Carter as a “born again” Baptist was famously devout. But he disdained the new Religious Right (which arose partly in reaction against him), criticized the pro-life movement, eventually supported gay marriage, and repeatedly “resigned” from the Southern Baptist Convention. He seemed more Mainline Protestant than evangelical. He admired and quoted Reinhold Niebuhr. But Carter was more liberal Baptist moralist than Christian Realist. Unlike Niebuhr, he largely saw politics as a crusade for righteousness, not a balance of contending interests.
Evangelicals supported Carter in 1976 as one of their own. But in 1980 they helped ensure his defeat as they identified more with Reagan. Carter was Hoover-like, prim, dour and admonishing, while Reagan posed as the hero of his youth, FDR, preternaturally optimistic amid daunting challenges. If Carter was the Sunday school teacher (literally and figuratively), Reagan was the cool church youth group leader, or at least a Hollywood version.
But there is more to the story. Like Hoover, Carter was not fun or charming. But he was honest, diligent, endlessly hardworking, an engineer who always wanted to organize for good. After his presidency, Carter promoted and actively volunteered with Habitat for Humanity, which builds homes for low-income people. He founded the Carter Center to advocate for international human rights. Perhaps its greatest accomplishment is saving millions of people in the Global South from Guinea worm disease. Unlike other ex-presidents, Carter lived modestly, stayed in his same pre-presidential house in small town Georgia, maintaining lifelong friendships, sustaining a happy 77-year marriage with his devoted Rosalyn, and teaching Sunday school until recently. He befriended his former opponent President Gerald Ford, a relationship he described in a moving eulogy at Ford’s funeral as the “most intensely personal between any two presidents in history.” Carter cited their shared Christian faith, which was creedally orthodox but ethically more modern.
Carter’s presidency had accomplishments. He hosted the momentous Camp David Peace Accord between Egypt and Israel. He deregulated the airlines leading to lower prices. He instituted tough and politically costly anti-inflation measures. After the Soviets invaded Afghanistan, he began an increase in defense spending that ultimately reversed the Cold War in America’s favor. His advocacy for human rights sometimes destabilized friends and strengthened more repressive enemies. But it also freed political prisoners and reiterated American ideals.

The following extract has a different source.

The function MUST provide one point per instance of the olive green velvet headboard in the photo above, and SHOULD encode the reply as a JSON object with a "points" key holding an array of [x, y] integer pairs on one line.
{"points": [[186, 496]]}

An internal Reagan campaign analysis concluded that Carter would not, to win the election, negotiate a sham deal with Iran to free the hostages but would instead abide national honor and interests, which he did. When Iran released the U.S. hostages after Reagan’s inauguration, Carter flew to Germany to welcome them. Some were angrily confrontational. He listened, extended sympathy, greeted each one and spoke to their families on the phone. Ultimately, they applauded him. In some ways he had sacrificed his presidency, avoiding retaliatory military action, for their safety.
Despite his errors, Carter is a sincere humanitarian with a deep faith in God. He was often wrong but with earnestness, not malevolence. He tirelessly worked to make the world better and sometimes succeeded, which I now admire. His policies as president are mostly not models of sound statecraft. But how he lived as man across a century is a model for all. Let’s pray he ends his long earthly sojourn, nearing a remarkable 100 years, full of grace and assurance of divine love.